Sensitivity Analysis
One-way sensitivity analysis was performed on all model parameters. Two-way sensitivity analysis was performed on the two key, uncertain WATS3D parameters: additional yield and false positive rate. Probabilistic sensitivity analysis was performed with each parameter modeled as a probability distribution, with 1000 trials to determine the proportion of the time each strategy was cost-effective for a range of willingness-to-pay values.

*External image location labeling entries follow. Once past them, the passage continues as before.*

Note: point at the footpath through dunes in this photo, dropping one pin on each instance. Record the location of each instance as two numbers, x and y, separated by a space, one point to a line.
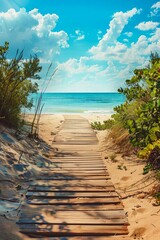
74 198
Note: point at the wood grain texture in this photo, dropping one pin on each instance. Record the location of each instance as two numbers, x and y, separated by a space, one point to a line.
73 197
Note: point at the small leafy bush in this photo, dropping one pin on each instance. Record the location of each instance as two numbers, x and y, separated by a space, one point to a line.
16 84
103 126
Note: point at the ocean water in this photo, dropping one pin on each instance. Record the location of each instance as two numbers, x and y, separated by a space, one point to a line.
98 103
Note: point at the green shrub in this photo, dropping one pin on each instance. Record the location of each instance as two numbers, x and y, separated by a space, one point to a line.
102 126
16 83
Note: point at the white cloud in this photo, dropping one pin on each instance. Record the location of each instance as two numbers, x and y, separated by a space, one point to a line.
79 35
156 5
109 44
32 31
145 26
128 34
156 8
99 35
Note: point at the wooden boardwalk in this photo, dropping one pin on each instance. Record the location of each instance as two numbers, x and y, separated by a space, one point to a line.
74 198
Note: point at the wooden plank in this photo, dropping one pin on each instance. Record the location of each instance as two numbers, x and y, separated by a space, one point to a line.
67 177
73 172
62 194
69 188
76 164
71 230
91 237
85 200
71 177
71 207
73 183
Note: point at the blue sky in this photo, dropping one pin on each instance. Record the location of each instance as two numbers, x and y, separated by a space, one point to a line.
96 44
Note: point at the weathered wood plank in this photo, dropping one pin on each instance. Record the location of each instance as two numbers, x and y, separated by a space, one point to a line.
72 183
71 177
72 230
73 207
85 200
73 197
72 194
69 188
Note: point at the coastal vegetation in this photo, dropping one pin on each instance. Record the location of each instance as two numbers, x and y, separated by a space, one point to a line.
136 123
16 84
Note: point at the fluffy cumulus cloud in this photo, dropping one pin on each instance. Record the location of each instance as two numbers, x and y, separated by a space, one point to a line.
79 35
145 26
32 32
112 60
155 9
128 34
109 44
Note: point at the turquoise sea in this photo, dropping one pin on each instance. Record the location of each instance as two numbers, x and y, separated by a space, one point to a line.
98 103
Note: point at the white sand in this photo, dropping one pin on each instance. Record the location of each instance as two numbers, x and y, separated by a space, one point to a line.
126 174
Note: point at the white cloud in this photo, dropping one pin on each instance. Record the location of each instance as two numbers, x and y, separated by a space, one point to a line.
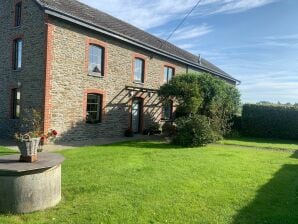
190 32
154 13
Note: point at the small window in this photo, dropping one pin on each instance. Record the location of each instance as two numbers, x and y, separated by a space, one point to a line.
18 14
139 70
17 54
167 110
15 104
96 60
169 73
94 108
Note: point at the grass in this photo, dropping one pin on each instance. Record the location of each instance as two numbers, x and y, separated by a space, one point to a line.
152 182
262 143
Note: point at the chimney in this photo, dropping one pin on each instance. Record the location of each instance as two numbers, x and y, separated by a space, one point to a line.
200 59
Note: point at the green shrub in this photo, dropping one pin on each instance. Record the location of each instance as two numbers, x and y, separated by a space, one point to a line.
193 131
168 129
268 121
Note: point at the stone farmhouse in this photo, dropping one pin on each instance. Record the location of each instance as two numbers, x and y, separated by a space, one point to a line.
89 74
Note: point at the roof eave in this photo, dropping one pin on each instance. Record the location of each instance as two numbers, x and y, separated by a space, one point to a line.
70 18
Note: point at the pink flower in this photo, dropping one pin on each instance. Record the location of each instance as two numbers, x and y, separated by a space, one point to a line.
54 132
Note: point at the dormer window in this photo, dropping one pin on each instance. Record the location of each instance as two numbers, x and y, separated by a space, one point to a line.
17 54
96 60
18 14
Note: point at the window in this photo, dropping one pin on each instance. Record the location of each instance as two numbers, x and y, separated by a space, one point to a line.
167 110
96 60
169 73
139 70
15 104
18 14
17 54
94 108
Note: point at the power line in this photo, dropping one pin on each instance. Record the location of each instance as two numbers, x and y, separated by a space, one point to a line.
184 19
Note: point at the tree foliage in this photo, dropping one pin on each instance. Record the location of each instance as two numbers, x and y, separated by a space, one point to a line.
206 95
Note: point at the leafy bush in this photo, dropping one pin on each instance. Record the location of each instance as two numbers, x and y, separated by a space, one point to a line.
169 129
193 131
152 130
203 94
129 133
270 121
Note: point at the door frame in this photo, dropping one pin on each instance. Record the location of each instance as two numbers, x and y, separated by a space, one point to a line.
141 115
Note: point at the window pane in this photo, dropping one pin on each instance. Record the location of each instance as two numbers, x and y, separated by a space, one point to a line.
18 50
18 14
94 107
170 74
96 59
19 53
139 70
165 74
167 110
15 104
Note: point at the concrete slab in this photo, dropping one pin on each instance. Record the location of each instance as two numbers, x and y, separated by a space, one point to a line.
10 164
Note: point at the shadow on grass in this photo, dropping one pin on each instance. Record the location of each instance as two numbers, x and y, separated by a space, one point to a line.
264 140
8 153
147 145
295 155
276 202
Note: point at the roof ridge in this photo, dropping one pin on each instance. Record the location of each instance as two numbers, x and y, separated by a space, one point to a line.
75 9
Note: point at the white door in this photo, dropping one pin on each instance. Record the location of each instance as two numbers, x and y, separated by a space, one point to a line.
136 115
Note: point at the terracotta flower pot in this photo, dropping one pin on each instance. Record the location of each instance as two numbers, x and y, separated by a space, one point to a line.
28 149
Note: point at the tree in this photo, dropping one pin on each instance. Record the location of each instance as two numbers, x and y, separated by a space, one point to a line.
205 95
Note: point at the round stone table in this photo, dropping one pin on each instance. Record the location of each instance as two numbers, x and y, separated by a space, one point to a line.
29 187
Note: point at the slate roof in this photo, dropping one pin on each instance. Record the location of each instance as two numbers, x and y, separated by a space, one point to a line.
84 13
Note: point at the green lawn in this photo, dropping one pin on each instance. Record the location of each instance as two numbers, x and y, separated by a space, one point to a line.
151 182
262 143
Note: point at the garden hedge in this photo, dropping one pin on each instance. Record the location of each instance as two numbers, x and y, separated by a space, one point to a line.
270 121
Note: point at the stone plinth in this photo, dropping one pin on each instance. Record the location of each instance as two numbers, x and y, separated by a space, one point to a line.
29 187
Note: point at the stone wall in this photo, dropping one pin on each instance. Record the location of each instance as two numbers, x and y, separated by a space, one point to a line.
31 77
70 80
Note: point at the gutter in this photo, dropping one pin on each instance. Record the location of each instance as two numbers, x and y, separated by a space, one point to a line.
72 19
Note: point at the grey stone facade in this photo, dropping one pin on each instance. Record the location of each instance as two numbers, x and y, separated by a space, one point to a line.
58 84
31 76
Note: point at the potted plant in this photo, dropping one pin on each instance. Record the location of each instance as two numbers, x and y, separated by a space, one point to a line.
28 144
29 141
50 136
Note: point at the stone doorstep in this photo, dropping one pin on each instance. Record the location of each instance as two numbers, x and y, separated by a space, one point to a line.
76 144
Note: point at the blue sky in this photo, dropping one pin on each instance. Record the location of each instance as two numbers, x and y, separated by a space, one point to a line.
256 41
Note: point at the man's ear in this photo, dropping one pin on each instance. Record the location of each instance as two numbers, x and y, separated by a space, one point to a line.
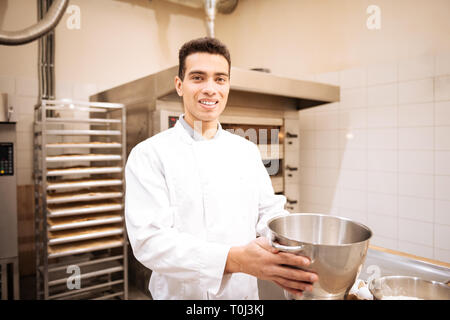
178 86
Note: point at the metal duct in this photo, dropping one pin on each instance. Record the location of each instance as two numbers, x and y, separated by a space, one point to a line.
48 23
211 8
46 54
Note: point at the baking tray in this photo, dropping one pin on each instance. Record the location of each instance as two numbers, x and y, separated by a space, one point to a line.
83 120
269 152
82 208
84 246
74 235
277 183
93 144
84 132
82 170
83 157
57 224
83 183
65 197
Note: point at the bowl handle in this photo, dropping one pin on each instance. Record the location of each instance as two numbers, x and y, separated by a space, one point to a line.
290 249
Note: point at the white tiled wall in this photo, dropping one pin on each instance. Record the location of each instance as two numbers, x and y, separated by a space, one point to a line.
382 154
23 95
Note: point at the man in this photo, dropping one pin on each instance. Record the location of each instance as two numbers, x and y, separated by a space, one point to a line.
197 197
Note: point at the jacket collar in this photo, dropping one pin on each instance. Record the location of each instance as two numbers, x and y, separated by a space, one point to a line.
187 133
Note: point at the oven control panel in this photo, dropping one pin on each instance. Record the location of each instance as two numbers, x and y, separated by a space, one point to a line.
6 159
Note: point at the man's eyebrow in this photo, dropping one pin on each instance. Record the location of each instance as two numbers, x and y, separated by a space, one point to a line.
204 73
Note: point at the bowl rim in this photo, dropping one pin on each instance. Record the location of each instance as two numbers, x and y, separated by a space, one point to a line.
421 280
319 215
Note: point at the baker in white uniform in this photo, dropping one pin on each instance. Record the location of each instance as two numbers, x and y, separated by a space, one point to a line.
198 197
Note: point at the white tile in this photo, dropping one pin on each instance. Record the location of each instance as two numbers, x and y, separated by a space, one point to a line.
329 158
25 140
326 120
442 88
25 105
307 139
7 85
382 73
354 159
306 121
24 158
442 138
25 123
383 182
328 78
442 255
326 177
355 215
382 160
380 203
416 68
384 242
416 138
382 95
382 138
416 249
442 164
442 113
416 185
308 176
353 118
64 90
416 232
416 208
353 98
327 139
416 91
353 199
442 185
442 66
352 179
384 226
442 212
442 236
353 139
321 195
308 158
82 91
27 87
416 161
411 115
382 117
352 78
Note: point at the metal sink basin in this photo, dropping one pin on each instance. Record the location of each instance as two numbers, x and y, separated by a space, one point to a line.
377 264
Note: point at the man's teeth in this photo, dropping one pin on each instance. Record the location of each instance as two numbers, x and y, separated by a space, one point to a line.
209 103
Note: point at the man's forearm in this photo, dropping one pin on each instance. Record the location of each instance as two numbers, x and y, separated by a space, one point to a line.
234 263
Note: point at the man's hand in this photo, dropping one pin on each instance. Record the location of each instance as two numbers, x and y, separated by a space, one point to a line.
260 259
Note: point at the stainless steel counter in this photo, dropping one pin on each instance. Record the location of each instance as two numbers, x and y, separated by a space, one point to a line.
377 264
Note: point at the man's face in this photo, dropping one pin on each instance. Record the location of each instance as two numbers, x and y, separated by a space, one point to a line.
205 86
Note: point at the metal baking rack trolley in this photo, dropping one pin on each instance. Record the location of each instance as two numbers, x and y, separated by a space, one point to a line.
79 160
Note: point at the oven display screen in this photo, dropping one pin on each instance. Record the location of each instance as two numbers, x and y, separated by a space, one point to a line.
6 159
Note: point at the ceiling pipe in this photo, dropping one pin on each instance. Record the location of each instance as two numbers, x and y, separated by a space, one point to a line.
44 26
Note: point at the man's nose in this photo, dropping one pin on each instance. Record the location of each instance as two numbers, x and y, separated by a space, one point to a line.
209 88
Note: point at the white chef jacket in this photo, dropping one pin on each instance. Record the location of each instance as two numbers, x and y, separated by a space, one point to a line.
188 202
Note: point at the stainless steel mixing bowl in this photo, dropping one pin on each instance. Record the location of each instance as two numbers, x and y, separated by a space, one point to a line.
401 287
336 246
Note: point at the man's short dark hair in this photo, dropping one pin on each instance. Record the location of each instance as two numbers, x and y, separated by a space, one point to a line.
205 44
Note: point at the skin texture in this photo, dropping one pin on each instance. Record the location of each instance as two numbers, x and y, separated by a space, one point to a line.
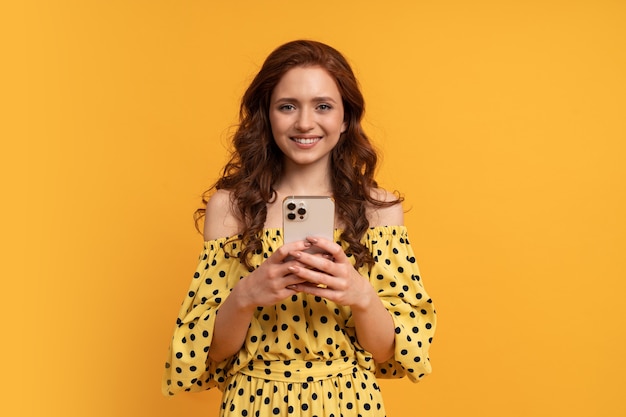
305 107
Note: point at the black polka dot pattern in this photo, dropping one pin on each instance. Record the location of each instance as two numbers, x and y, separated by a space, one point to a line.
301 356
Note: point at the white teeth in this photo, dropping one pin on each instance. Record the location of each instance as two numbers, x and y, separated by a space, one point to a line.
306 141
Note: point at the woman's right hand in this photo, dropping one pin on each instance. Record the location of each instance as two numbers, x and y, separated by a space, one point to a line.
268 284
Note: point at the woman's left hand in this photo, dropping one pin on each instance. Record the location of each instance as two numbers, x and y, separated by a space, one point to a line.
331 276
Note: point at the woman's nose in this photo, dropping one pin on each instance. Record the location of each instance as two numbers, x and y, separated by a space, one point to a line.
305 121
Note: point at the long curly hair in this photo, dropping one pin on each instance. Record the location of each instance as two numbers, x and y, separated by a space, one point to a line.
256 162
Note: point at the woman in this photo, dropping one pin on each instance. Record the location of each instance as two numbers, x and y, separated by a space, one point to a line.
279 330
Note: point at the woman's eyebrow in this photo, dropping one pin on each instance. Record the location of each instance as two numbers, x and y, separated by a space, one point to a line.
315 99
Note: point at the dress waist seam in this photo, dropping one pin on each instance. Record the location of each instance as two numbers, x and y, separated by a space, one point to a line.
299 370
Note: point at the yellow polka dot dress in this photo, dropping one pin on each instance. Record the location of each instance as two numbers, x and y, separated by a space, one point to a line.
301 357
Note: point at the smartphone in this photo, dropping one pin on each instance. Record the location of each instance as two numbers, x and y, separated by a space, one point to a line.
308 216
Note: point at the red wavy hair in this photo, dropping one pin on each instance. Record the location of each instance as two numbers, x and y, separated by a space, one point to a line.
256 162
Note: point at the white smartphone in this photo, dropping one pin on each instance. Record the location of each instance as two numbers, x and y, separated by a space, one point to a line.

Probability and utility parameters were modeled as beta distributions, and cost parameters as gamma distributions. The base values were used for the means of these distributions, and the standard deviations were calculated based on using the low and high values of the one-way sensitivity analysis to represent a width of 4 standard deviations, akin to a 95% confidence interval [30]. The exception to the above was the parameter for the additional yield of WATS3D. The low and base values were chosen as being one-third and half of the value found in a recent large study, and the high value being the value from the study [19]. Accordingly, we used a triangular distribution with these three values as parameters (minimum, most likely, and maximum).